Blitzed looks set to reframe the way certain aspects of the Third Reich will be viewed in the future. But Ohler’s thesis doesn’t, of course, make National Socialism any more fathomable, and for him, perhaps, there is an element of disappointment in this, for he has been seeking to understand it ever since he was a boy (the son of a judge, he grew up close to the border with France). “It was the whole reason why I wanted to write,” he says. “I thought with writing that you could counter propaganda.”

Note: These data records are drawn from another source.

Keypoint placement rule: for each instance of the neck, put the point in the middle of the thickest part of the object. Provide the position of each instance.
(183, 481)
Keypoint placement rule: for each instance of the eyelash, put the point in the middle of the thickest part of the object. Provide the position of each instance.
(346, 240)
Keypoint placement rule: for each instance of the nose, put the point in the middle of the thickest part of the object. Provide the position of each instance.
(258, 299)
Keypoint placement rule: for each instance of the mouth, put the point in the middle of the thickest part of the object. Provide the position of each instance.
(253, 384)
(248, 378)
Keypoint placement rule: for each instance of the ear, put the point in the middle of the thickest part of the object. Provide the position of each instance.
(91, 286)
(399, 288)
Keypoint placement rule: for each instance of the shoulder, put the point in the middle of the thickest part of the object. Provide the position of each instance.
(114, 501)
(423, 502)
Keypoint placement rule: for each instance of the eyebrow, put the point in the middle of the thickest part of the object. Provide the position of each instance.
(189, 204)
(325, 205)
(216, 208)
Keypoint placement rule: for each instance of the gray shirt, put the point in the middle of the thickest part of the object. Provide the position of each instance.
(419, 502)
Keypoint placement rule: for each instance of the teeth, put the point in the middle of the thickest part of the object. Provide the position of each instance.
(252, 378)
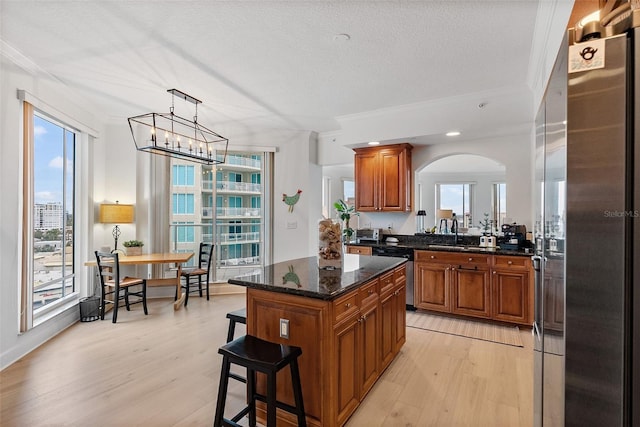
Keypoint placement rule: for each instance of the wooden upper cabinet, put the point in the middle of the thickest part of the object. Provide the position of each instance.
(383, 178)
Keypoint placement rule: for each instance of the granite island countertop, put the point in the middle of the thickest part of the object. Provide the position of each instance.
(420, 246)
(303, 277)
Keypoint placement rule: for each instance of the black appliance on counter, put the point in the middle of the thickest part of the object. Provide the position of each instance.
(400, 252)
(514, 237)
(369, 235)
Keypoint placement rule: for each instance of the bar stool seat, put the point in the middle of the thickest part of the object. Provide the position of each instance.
(258, 355)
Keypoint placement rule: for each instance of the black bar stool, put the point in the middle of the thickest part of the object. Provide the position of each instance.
(258, 355)
(238, 316)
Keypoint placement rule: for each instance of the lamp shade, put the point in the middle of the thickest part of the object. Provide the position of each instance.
(115, 213)
(445, 213)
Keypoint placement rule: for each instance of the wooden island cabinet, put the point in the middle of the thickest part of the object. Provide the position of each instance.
(349, 323)
(481, 285)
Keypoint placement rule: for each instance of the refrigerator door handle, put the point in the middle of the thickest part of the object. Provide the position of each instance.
(537, 277)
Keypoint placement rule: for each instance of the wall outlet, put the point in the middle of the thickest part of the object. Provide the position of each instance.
(284, 328)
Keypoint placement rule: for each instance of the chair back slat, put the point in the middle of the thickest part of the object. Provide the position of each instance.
(108, 267)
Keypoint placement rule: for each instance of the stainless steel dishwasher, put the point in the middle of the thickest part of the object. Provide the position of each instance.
(399, 252)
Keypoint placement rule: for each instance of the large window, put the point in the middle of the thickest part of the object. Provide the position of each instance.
(183, 204)
(50, 156)
(458, 198)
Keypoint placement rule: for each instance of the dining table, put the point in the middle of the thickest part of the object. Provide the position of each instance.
(177, 258)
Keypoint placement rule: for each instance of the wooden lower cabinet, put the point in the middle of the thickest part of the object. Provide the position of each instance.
(432, 287)
(511, 289)
(341, 341)
(486, 286)
(471, 296)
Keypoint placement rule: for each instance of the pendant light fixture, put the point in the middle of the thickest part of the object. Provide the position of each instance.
(171, 135)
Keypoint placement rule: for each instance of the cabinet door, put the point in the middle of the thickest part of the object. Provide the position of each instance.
(391, 190)
(347, 366)
(510, 289)
(471, 294)
(431, 287)
(370, 347)
(387, 328)
(366, 180)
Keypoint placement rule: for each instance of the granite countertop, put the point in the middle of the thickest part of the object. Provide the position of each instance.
(443, 244)
(303, 277)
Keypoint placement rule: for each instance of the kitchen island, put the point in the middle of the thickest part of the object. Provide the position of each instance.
(349, 322)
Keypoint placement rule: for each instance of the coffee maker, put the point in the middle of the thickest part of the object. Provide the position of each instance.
(514, 237)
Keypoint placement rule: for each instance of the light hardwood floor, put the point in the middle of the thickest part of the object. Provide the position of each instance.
(163, 370)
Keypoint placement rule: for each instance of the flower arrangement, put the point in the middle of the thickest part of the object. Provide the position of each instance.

His maternal grandfather worked as a railway engineer during the war, the head of a small station in occupied Bohemia. “One day at school we watched a film of the liberation of a concentration camp, and it was so shocking to me. That same day, I asked him about the trains going to the camps. He told me that he saw one in the winter coming from the west, and that he said to himself: these are Russian POWs. But since it came from the west, and he heard children, and it was a cattle train, he kind of realised something weird was happening.

“I wasn’t much older than 10, and I was trying to understand: what kind of person is this, my grandfather? Because he continued being a railway engineer. He didn’t join the resistance. He said the SS was guarding the train, and he was afraid, and so he just went back into his little office to continue with his drawings. He always said Hitler wasn’t so bad. In the 80s, you used to hear that a lot: that it was all exaggerated, that Hitler didn’t know about the bad things, that he created order.”

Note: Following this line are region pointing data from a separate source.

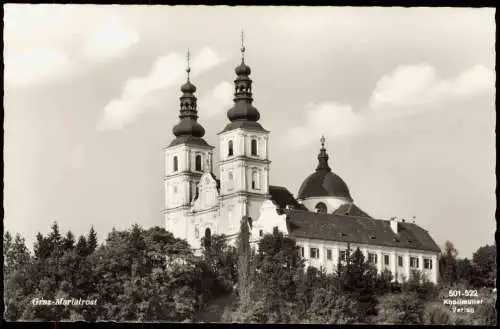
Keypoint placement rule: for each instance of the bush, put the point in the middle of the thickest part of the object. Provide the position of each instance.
(403, 308)
(331, 308)
(437, 313)
(485, 314)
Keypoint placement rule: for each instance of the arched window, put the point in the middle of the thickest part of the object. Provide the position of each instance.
(208, 238)
(198, 162)
(176, 163)
(255, 180)
(254, 146)
(230, 183)
(320, 207)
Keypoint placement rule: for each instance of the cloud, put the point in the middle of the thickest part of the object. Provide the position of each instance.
(47, 42)
(329, 119)
(166, 72)
(77, 157)
(217, 100)
(407, 90)
(35, 65)
(416, 85)
(109, 38)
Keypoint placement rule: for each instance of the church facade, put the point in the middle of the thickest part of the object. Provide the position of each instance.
(323, 219)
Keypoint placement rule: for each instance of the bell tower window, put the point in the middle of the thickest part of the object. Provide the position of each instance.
(320, 208)
(176, 163)
(255, 180)
(254, 146)
(198, 162)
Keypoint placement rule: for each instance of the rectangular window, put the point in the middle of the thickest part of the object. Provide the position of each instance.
(414, 262)
(314, 253)
(400, 261)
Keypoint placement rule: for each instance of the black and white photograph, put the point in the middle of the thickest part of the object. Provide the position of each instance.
(249, 164)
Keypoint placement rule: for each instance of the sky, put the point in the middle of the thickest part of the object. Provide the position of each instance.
(404, 96)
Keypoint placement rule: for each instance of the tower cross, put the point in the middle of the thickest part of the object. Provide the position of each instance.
(188, 69)
(242, 45)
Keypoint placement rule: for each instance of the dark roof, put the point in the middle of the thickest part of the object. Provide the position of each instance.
(358, 230)
(351, 210)
(244, 124)
(324, 183)
(282, 197)
(189, 140)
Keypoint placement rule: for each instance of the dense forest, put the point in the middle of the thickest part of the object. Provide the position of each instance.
(149, 275)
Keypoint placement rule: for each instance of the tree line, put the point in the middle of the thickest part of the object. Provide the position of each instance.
(149, 275)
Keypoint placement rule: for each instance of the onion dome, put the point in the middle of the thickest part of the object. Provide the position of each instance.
(188, 129)
(323, 182)
(243, 114)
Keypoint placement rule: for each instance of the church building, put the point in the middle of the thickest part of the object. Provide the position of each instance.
(323, 219)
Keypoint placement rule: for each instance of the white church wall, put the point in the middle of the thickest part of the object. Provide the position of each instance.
(267, 220)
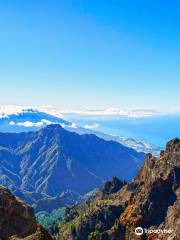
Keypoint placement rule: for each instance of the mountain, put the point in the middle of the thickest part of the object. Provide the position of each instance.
(18, 119)
(28, 119)
(45, 163)
(64, 199)
(17, 219)
(147, 208)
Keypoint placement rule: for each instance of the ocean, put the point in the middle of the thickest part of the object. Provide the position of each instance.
(155, 129)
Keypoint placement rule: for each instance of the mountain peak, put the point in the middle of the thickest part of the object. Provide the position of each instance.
(173, 145)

He pauses. “You think it [nazism] was orderly. But it was complete chaos. I suppose working on Blitzed has helped me understand that at least. Meth kept people in the system without their having to think about it.” His hope is that his book will be read by a younger generation of Germans who would rather look to the future than dwell on the past. Is the right rising again? Is that why he wants them to read it? “It is quite a dangerous time. I hate these attacks on foreigners, but then our governments do it, too, in Iraq and places. Our democracies haven’t done a very good job in this globalised world.” That said, he doesn’t think the new party of the right, Alternative for Germany, may be the threat it appears (in elections earlier this month, it outperformed Angela Merkel’s Christian Democrats). “The right wing always had so little purchase here [after the war] because of our history,” he says. “When I was young, you would never even see a German flag. The first time I did was in 1990, when Germany won the World Cup. So perhaps this is just a correction.”

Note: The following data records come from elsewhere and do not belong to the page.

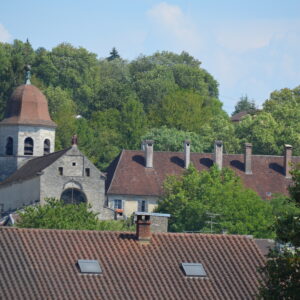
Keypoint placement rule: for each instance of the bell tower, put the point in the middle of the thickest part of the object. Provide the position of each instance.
(27, 130)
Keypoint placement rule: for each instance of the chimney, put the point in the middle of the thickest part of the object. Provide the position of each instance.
(148, 144)
(288, 160)
(248, 158)
(187, 152)
(218, 154)
(143, 227)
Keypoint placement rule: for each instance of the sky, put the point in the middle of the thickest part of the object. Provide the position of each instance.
(251, 47)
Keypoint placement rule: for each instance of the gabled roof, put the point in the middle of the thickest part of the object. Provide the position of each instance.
(130, 177)
(41, 264)
(34, 166)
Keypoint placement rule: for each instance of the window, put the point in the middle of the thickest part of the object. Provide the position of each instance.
(61, 171)
(117, 204)
(89, 266)
(193, 270)
(9, 146)
(46, 147)
(28, 146)
(143, 206)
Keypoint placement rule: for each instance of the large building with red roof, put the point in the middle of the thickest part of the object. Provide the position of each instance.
(135, 178)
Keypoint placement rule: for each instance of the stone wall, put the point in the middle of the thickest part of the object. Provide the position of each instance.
(131, 202)
(17, 195)
(74, 175)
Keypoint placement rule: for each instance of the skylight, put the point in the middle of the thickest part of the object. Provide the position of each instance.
(89, 266)
(193, 270)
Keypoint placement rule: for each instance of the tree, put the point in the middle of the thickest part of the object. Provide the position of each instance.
(282, 270)
(244, 104)
(189, 198)
(113, 54)
(57, 215)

Before I head to the airport, Ohler agrees to take me to see what remains of the Temmler factory – which last time he looked still stood in Berlin-Johannisthal, a part of the city that used to be in the east – and so it is that we set off on a bright blue day (in the movies, the east seems always to be grey and cold) in search of what remains of Dr Hauschild’s white-tiled laboratory. Twenty minutes later, we pull up in a residential street, all window boxes and net curtains, as quiet as the grave. “Oh, my God,” he says, unfolding his long, thin legs from the car. “Wow. It’s completely gone.”

For a few moments, we peer wonderingly through a chain link fence at the barren expanse of dust and concrete, and the neat white and red houses beyond it. But there’s nothing to be done: try as I might, I can’t superimpose the eery monochrome photographs I’ve seen of the factory in Blitzed on to this Technicolor suburban scene. What was almost tangible to me on Ohler’s roof, only half an hour ago, now takes on the unreal quality of a dream – or, perhaps, just a very bad trip.